The standard form of a line equation is Ax + By = C, where A, B, and C are integers (by convention), A is positive, and the greatest common divisor of A, B, and C is 1. To convert from slope-intercept form y = mx + b, rearrange to -mx + y = b, then multiply through to clear fractions. For example, y = (2/3)x + 4 becomes -2x + 3y = 12, then 2x - 3y = -12 (making A positive). Standard form is particularly useful for finding intersections of lines, as it naturally sets up systems of linear equations that can be solved with Cramer's rule or elimination methods.
How do you find where a line crosses the x-axis and y-axis?
The y-intercept is found by setting x = 0 in the equation and solving for y. In slope-intercept form y = mx + b, the y-intercept is simply b, giving the point (0, b). The x-intercept is found by setting y = 0 and solving for x. From y = mx + b: 0 = mx + b, so x = -b/m, giving the point (-b/m, 0). For vertical lines x = k, the x-intercept is k and there is no y-intercept (unless k = 0). For horizontal lines y = k, the y-intercept is k and there is no x-intercept (unless k = 0). These intercepts are fundamental for graphing and provide immediate physical meaning in many applications.
What is a direction vector of a line?
A direction vector is a vector that points along the line, indicating its direction. For a line through points (x1, y1) and (x2, y2), the direction vector is (x2-x1, y2-y1) or any scalar multiple of it. The unit direction vector normalizes this to length 1 by dividing by the magnitude. Direction vectors are fundamental in parametric equations of lines: P = P1 + t*d, where d is the direction vector and t is a parameter. The normal vector is perpendicular to the direction vector and is useful for calculating distances from points to lines. In 3D geometry, direction vectors become even more important as they define lines uniquely along with a point.
How do you determine if three points are collinear?

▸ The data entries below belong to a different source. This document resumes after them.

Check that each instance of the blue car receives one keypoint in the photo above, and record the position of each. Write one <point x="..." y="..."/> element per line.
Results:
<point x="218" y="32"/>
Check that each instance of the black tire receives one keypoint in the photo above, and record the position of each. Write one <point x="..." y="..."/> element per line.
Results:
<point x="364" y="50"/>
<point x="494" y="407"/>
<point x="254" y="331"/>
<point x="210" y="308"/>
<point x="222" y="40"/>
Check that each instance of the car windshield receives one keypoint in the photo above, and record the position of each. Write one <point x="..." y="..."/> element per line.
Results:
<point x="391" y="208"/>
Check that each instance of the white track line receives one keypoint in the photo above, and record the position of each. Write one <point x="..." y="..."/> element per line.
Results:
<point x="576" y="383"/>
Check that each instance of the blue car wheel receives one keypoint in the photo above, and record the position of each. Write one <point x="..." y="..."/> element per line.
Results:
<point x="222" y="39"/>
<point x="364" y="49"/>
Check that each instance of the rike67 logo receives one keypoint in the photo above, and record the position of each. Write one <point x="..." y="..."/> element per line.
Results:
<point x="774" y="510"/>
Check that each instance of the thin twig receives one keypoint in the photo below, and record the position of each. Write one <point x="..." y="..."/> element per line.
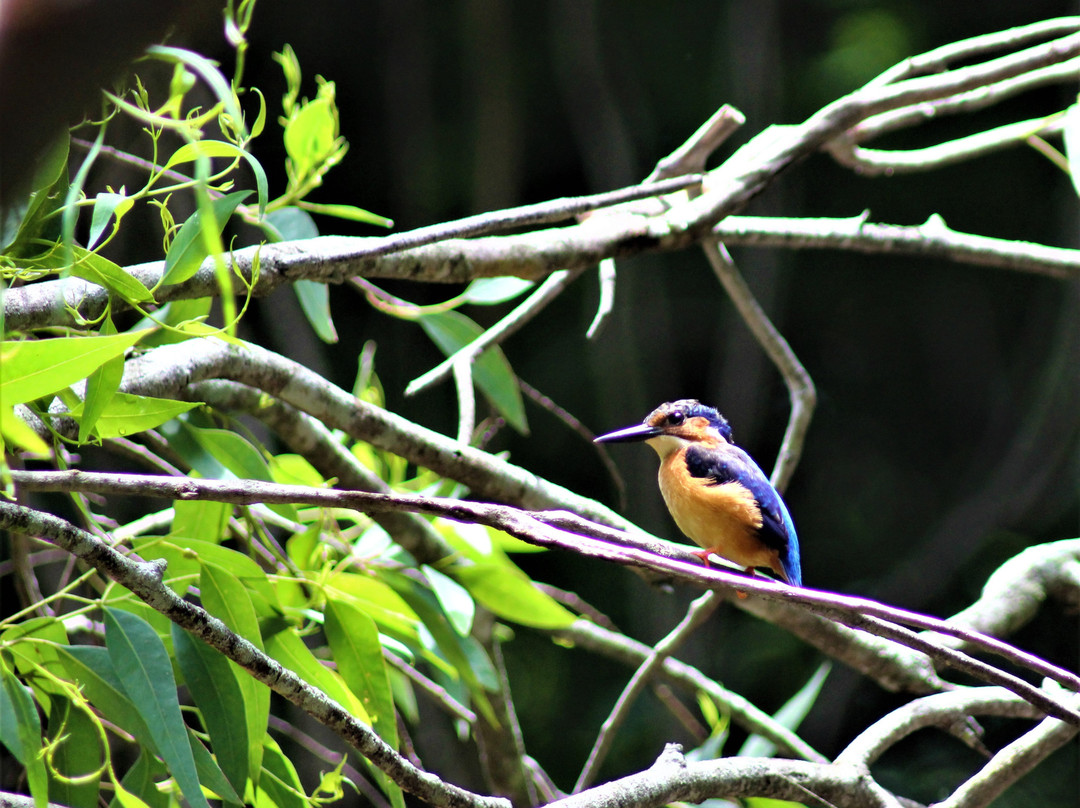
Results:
<point x="467" y="399"/>
<point x="697" y="614"/>
<point x="530" y="527"/>
<point x="435" y="691"/>
<point x="934" y="238"/>
<point x="542" y="213"/>
<point x="744" y="713"/>
<point x="800" y="389"/>
<point x="871" y="162"/>
<point x="690" y="158"/>
<point x="605" y="279"/>
<point x="1011" y="763"/>
<point x="511" y="323"/>
<point x="145" y="580"/>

Three points are collinear (lie on the same line) if and only if the slope between any two pairs of points is the same. Given points A(x1,y1), B(x2,y2), C(x3,y3), they are collinear if (y2-y1)/(x2-x1) = (y3-y1)/(x3-x1). To avoid division by zero, use the cross-product test: the points are collinear if (x2-x1)(y3-y1) - (x3-x1)(y2-y1) = 0. This is equivalent to checking that the area of the triangle formed by the three points is zero. Another method is to find the equation of the line through two points and verify that the third point satisfies it. Collinearity testing is important in computational geometry and data validation.